Unlike diphtheria, the writing bug didn't bite me until I was an adult living in Manhattan. As I looked back over my working life, I realized that two I jobs shoved onto the path to becoming a writer. The first job was at a Madison Avenue public relations agency. My rapid advance from secretary to assistant to the Fashion Director and finally the big leap being the Director of the Television/Radio Department became the basis for my first book From: Secretary To: Executive, a humorous how-to book for secretaries who aspire to climb the corporate ladder. But the book never hit the bookstores because by the time I finished writing it, young women with college degrees had instant access to the executive suite.
This was an exciting time in my life. I traveled to fashion "shoots" in the Caribbean, Ireland and other exotic places. I dressed models at fashion shows. I attended cocktails parties. I accompanied spokespersons and celebrities when they made media appearances around the country. Some days I pranced around New York as glamorous as Sarah Jessica Parker in "Sex and the City." Other days I was as overworked as Anne Hathaway in "The Devil Wears Prada." When my Prada days began to outnumber my Sex days, I decided that I was overdue for a career change.
The final job that helped me hone my writing skills was at a startup electronic ticketing company. I was happy there for about a year until the president of the company announced that he was moving the business to Los Angeles. "Will you come with me?" he asked. "How much more will you pay me to leave my beloved Manhattan?" I asked. "Nothing," he said. So I said, "Tah, tah." During the next six months, he spent one week a month in New York and the rest of the time in Los Angeles, while every day I went to an empty office to open the mail and answer the telephone that rarely rang. With so much downtime, I decided to write another book -- only this time it would be fiction -- and was it ever.
The Legacy was a sweeping novel that traced the lives of four beautiful Caucasian women who were raised in a high class brothel in Hong Kong prior to the Crown Colony's return to control by the Chinese government. (Don't ask.) It sounded like a bestseller to me. The only problem was that two weeks spent in "The Pearl of the Orient" did not make me an authority on Hong Kong prostitutes, brothels or the exotic delights offered by them and ultimately the book collapsed like a punctured balloon.
By the time I discovered that I was incapable of writing a far-reaching saga peppered with heavy doses of sex and intrigue, I was out of a job, but -- to quote a character in my first mystery novel, "...when one door closes, another one opens." And so it was for me. My husband Frank retired from one job and immediately began a new career that allowed me to stay at home and write full time. Since I loved to read mystery novels, I thought it would be great fun to kill people.
The books in my Sutton Place Mystery series, The Tap Dancing Gorilla and And the Dog Took the Cat, are set on Manhattan's Upper East Side where Frank and I lived until 2005 when he retired from his second career and he called in a promise that I made to him in a moment of weakness (it was our wedding day) -- we would trade the canyons of Manhattan for the swaying palm trees of Southwest Florida on the Gulf of Mexico.

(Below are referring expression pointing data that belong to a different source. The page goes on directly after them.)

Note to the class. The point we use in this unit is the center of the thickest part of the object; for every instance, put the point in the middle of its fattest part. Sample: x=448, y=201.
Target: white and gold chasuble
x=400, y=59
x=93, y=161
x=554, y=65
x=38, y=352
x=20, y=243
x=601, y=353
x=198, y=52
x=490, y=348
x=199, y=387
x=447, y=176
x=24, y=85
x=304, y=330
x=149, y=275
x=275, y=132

I still dreadfully miss the Big Apple, but I have adjusted to my new life. I accept the fact that it will rain at least once a day from mid-May through mid-October; I don't get upset when a golf ball slams into the side of our house or when a family of lizards strays into our screened lanai. (They do look exactly like the little guy in the GEICO commercials.) BUT I will forever be awestruck by the breathtaking sunsets that I have the good fortune to witness every evening.
I am a member of Mystery Writers of American and Sisters-in-Crime. I served on the national board of MWA, as well as on the board of its New York Chapter and on the board of the New York Chapter of SinC.
In addition to my novels, I've also published several articles as well as short stories, which are nasty as my mystery novels are funny. My first short story appeared in Woman's World magazine which is read by more than one million women every month.
I am currently working on my third mystery novel.